In Mud City, I expected the story to be about Parvana’s experiences in a refugee camp. I was completely surprised when instead the story was about Shauzia, Parvana’s best friend with whom we are introduced in the first book. In fact, Parvana isn’t even in this book. I have never heard of an author changing the main character in a series before. Has this been done? I thought it was really strange. Since I had become so attached to Parvana, I really did want to hear the rest of her story. If Deborah Ellis wanted to share Shazia’s story, I only wish that it would have been done by Parvana and Shauzia reconnecting. Having said that, I still really liked this book.
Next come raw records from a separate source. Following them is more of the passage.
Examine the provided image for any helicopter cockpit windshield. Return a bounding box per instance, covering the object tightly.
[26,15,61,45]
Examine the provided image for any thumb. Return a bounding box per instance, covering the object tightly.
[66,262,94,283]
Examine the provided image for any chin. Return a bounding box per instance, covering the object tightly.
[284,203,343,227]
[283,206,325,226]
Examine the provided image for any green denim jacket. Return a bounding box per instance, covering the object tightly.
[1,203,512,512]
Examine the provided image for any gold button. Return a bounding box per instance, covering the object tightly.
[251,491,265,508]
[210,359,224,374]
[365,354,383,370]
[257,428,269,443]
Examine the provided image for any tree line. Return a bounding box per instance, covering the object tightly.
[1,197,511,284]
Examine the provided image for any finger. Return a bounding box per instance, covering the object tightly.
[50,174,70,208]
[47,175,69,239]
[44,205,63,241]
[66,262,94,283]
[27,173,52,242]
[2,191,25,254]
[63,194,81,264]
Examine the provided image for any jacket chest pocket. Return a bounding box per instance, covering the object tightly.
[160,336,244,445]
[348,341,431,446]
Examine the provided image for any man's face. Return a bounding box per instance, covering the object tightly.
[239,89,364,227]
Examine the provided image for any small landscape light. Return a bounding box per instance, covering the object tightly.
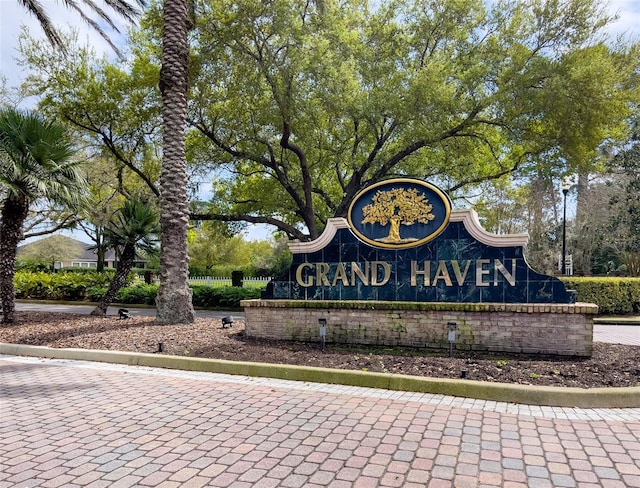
[447,321,457,357]
[318,318,327,352]
[222,316,234,328]
[118,308,130,319]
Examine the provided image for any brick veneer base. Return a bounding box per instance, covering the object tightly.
[241,300,599,357]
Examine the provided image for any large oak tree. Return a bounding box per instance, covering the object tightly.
[186,0,638,240]
[17,0,640,244]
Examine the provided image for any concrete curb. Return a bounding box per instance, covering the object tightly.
[593,316,640,325]
[2,343,638,409]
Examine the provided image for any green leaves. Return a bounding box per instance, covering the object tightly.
[19,29,162,199]
[104,199,160,256]
[185,0,639,239]
[15,0,639,241]
[0,107,86,207]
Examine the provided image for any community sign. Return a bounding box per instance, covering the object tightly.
[265,178,575,304]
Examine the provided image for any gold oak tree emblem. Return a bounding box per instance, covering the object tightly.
[361,188,435,243]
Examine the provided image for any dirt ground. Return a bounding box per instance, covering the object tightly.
[1,311,638,389]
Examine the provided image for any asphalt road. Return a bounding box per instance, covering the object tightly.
[15,302,242,319]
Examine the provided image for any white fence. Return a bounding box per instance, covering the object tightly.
[136,275,271,286]
[188,276,272,286]
[557,254,574,276]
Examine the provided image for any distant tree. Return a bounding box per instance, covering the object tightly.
[187,220,243,273]
[0,108,86,323]
[79,159,131,272]
[473,181,529,236]
[91,199,159,316]
[609,119,640,254]
[251,236,292,279]
[17,235,84,270]
[580,120,640,276]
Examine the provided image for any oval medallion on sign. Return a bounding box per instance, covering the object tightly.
[347,179,452,249]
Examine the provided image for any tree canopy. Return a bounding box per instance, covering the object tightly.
[17,0,640,242]
[185,0,638,239]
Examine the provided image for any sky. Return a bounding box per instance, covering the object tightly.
[0,0,276,242]
[1,0,129,89]
[2,0,639,84]
[1,0,639,243]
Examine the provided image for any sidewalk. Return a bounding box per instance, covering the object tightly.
[1,354,639,488]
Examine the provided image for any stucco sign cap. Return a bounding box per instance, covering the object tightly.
[347,178,452,249]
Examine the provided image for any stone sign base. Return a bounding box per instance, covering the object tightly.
[241,300,599,357]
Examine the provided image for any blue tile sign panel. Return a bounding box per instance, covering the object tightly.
[267,179,575,304]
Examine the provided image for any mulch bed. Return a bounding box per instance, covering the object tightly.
[1,311,638,389]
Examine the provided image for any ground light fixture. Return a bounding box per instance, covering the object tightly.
[447,321,457,357]
[222,316,234,328]
[318,318,327,352]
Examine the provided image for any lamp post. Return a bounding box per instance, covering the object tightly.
[561,177,571,276]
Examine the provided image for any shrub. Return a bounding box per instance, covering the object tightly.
[16,260,50,272]
[14,271,116,301]
[191,285,261,309]
[55,272,90,300]
[14,272,54,299]
[115,283,158,305]
[86,286,108,302]
[561,277,640,315]
[14,270,261,308]
[58,267,115,276]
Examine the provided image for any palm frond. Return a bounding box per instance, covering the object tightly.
[104,199,160,254]
[18,0,147,59]
[17,0,66,53]
[0,108,88,208]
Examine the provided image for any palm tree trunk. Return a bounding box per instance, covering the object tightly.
[155,0,195,324]
[0,195,30,323]
[90,244,136,316]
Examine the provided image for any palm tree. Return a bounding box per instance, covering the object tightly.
[17,0,146,58]
[19,0,195,323]
[155,0,195,323]
[91,199,159,316]
[0,108,86,323]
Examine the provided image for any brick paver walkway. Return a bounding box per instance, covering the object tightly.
[1,355,639,488]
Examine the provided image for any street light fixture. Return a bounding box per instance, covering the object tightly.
[561,177,571,276]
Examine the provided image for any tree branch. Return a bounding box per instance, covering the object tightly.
[23,215,82,240]
[191,117,317,238]
[189,212,308,241]
[64,112,160,197]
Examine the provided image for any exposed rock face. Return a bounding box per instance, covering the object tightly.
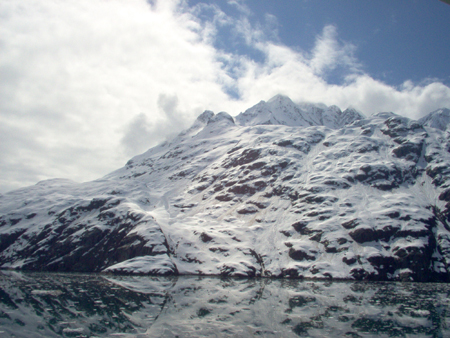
[1,96,450,282]
[0,192,176,275]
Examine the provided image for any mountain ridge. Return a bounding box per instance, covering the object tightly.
[235,94,365,129]
[1,96,450,282]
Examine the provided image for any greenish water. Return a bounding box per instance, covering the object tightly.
[0,271,449,337]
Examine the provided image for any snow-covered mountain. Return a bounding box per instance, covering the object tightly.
[419,107,450,131]
[235,94,364,129]
[1,96,450,282]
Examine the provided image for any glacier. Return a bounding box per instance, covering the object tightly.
[1,95,450,282]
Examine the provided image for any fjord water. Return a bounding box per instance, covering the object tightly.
[0,272,449,337]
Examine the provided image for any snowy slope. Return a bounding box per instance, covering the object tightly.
[1,96,450,282]
[419,108,450,131]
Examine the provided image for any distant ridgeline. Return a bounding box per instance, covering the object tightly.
[1,95,450,282]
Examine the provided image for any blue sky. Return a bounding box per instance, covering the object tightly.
[189,0,450,87]
[1,0,450,192]
[260,0,450,86]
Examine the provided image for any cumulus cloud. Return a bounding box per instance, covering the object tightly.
[121,94,189,156]
[309,25,360,76]
[0,0,231,192]
[1,0,450,192]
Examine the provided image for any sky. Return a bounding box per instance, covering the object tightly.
[1,0,450,193]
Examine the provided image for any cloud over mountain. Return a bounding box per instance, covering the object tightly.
[1,0,450,193]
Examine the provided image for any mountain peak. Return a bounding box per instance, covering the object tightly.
[419,108,450,131]
[235,94,363,129]
[207,111,235,125]
[196,110,215,124]
[178,110,217,138]
[267,94,294,104]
We find fourteen year old Shauzia and her dog Jasper in a refugee camp in Pakistan having left her miserable life in Kabul, Afghanistan behind. She carries with her a magazine cutout of a field of lavender flowers and dreams of one day visiting France and seeing the ocean. She decides that the only way to make her dream come true is to leave the refugee camp and instead earn money on the streets. Living on the streets is dangerous, scary, adventurous, and she even spends a night at the local jail. She discovers that navigating her way through a country full of Afghan refugees is not easy and that her dream of escaping her miserable life may well be out of her hands.
To tell you the truth, I was sad to have this series come to an end. Deborah Ellis was a wonderful storyteller who sheds light on the plight of children in war-torn countries particularly Afghanistan and Pakistan. Another book of hers that I would like to read is Three Wishes: Palestinian and Israeli Children Speak. I discovered this one listed at the back of Tasting the Sky, A Palestinian Childhood by Ibtisam Barakat which I also just finished.